Cirque’s nomadic, ambitious spirit was contagious and quickly spread throughout Sid Lee, pushing both of our teams to succeed beyond the borders of Quebec. We began working with hotels in Las Vegas while having European prospects on the horizon, keeping an eye on what else might be possible and which bigger dreams we could chase. Partnering with Cirque du Soleil challenged us to conceive of digital tactics that amplified not only their global presence, but ours as well, allowing us both to hop onto the wave of international success simultaneously.
Nearly two decades later, Sid Lee and Cirque de Soleil’s partnership has evolved into something far more monumental than we could have imagined at the outset. They’ve had a transformative impact on our business, creative process, and ultimately, the way we see life. But that success has been hard won, and like with any long-term relationship, it hasn’t always been smooth sailing.
Developing shared DNA
The beginning of any relationship is crucial, and the most stressful period is without a doubt the first year: you’re figuring out how to operate and whether or not you speak the same language. You have to go the extra mile to showcase your best side, one presentation at a time. You have to earn the client’s attention and respect.
In our relationship with Cirque, we’ve gone through many phases. Our initial phase saw us taking on the biggest and most innovative projects of our careers up to that point. Next, we had the “taken-for-granted” phase, where we weren’t necessarily assigning them the best teams or giving them our utmost attention. When they disappeared for a bit after that, testing out different agencies, we both realized the truth that haunts so many longstanding partnerships: you don’t know what you have until it’s gone. We get them, and they get us; we share the same DNA. Over time, we’ve developed a mutual language that’s allowed us to transcend the traditional client-agency relationship. They share our progressive vision of the future and embrace a willingness to change and adapt.
Embracing uncertainty is an essential component of creativity; it’s the best way to uncover brilliant ideas and defy conformity, which is a mentality that Cirque also abides by. There’s a mutual understanding that they can bring ideas to the table, and that we can know their brand as well as they do. We’re all able to sit down in a room together and get down to business, but even after all this time it’s not a perfect process. We try to forget about the roles each of us should play, leave our egos at the door, and accept that good ideas can come from anywhere, at any time. You need to be strong, confident, and open-minded to jump into the unknown, but that’s how you stumble upon that little sense of magic and uncertainty that ends up being an end-product that moves people.
Carving out your role
Many brands, from Apple to Google to Squarespace, already have their own in-house teams and studios. As an agency, we need to figure out where we fit in and understand how and why a brand operates in a particular way. Agencies need to be resilient and adaptable and be able to take on a more strategic role at times, and other times adopt one that’s more technical, tactile, and craftsmanship-heavy, depending on what a brand offers internally. Agencies need to establish early on where they can add value or offer complementary elements to avoid contributing redundancies. This then becomes about creating a process that includes open dialogue and successfully working alongside an in-house team, which can be hard for creatives to understand. Ideas are capital, and ideas need to be protected. There’s a territorial element inherent to what agencies do. But as things continue moving forward, creative agencies will have to be a little more generous with their nascent ideas.

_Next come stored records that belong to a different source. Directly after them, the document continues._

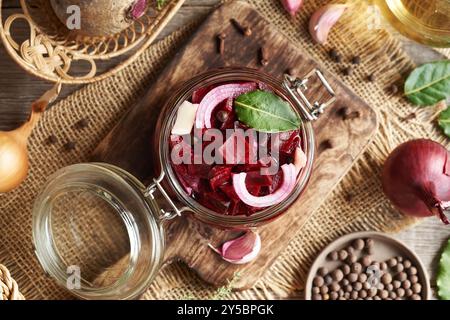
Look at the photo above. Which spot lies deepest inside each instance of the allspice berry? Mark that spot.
(343, 254)
(318, 281)
(407, 264)
(335, 287)
(358, 244)
(357, 286)
(406, 284)
(414, 279)
(392, 262)
(322, 271)
(356, 267)
(352, 277)
(412, 271)
(362, 294)
(337, 275)
(401, 276)
(352, 258)
(397, 284)
(416, 288)
(400, 292)
(324, 290)
(366, 261)
(399, 267)
(333, 256)
(362, 277)
(346, 269)
(409, 292)
(386, 278)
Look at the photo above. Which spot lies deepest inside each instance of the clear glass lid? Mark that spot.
(96, 233)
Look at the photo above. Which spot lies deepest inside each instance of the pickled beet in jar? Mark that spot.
(100, 232)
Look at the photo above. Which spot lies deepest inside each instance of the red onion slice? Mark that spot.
(288, 185)
(215, 97)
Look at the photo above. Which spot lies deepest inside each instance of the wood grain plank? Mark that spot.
(127, 145)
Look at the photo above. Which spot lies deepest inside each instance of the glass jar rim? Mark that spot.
(183, 93)
(143, 229)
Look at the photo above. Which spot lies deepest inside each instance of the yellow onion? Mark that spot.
(13, 145)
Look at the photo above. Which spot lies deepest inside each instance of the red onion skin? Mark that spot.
(416, 178)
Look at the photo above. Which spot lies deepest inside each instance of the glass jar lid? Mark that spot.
(96, 232)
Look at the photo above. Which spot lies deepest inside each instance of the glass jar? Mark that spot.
(100, 232)
(427, 22)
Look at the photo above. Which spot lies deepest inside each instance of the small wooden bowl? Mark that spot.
(51, 49)
(385, 247)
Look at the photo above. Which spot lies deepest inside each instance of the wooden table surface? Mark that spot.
(18, 90)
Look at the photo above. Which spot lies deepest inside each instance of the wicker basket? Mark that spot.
(8, 286)
(51, 50)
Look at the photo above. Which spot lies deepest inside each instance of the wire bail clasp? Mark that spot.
(150, 193)
(296, 87)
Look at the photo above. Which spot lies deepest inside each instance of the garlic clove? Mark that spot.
(299, 159)
(324, 19)
(292, 6)
(241, 250)
(185, 118)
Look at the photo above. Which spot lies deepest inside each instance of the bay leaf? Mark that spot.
(443, 276)
(444, 121)
(266, 112)
(429, 83)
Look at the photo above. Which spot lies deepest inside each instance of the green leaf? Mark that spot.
(444, 121)
(429, 83)
(160, 4)
(443, 277)
(266, 112)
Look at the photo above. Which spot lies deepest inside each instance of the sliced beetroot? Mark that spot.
(254, 189)
(235, 149)
(200, 93)
(277, 179)
(214, 97)
(257, 179)
(228, 190)
(212, 185)
(288, 146)
(215, 201)
(199, 170)
(220, 178)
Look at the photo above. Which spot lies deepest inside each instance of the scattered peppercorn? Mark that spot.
(245, 30)
(372, 77)
(322, 271)
(393, 89)
(292, 72)
(356, 60)
(70, 145)
(82, 123)
(348, 71)
(333, 256)
(221, 42)
(52, 139)
(358, 244)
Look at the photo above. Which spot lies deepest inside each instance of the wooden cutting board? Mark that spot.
(339, 141)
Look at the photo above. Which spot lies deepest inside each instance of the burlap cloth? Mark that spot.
(356, 204)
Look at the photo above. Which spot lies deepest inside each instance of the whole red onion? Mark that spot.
(416, 178)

Merging unexpected partnerships
Our relationship with Cirque du Soleil goes beyond collaboration. We think of it, rather, as co-creation, a creative partnership that’s left a lasting impact on everything we do. It inspires us to think about everything we do as putting on a show, from creating an experience to developing a strong digital presence. It’s inspired us to wow, to awe, to create something that will move people. Cirque pushes projects and everyone associated with them to go the extra mile, aiming to make the impossible possible—which works just fine by us. Our goal will always be to keep pushing, to keep pursuing that next great idea. From darkness to greatness, we’re incredibly thankful to have been on this ride together.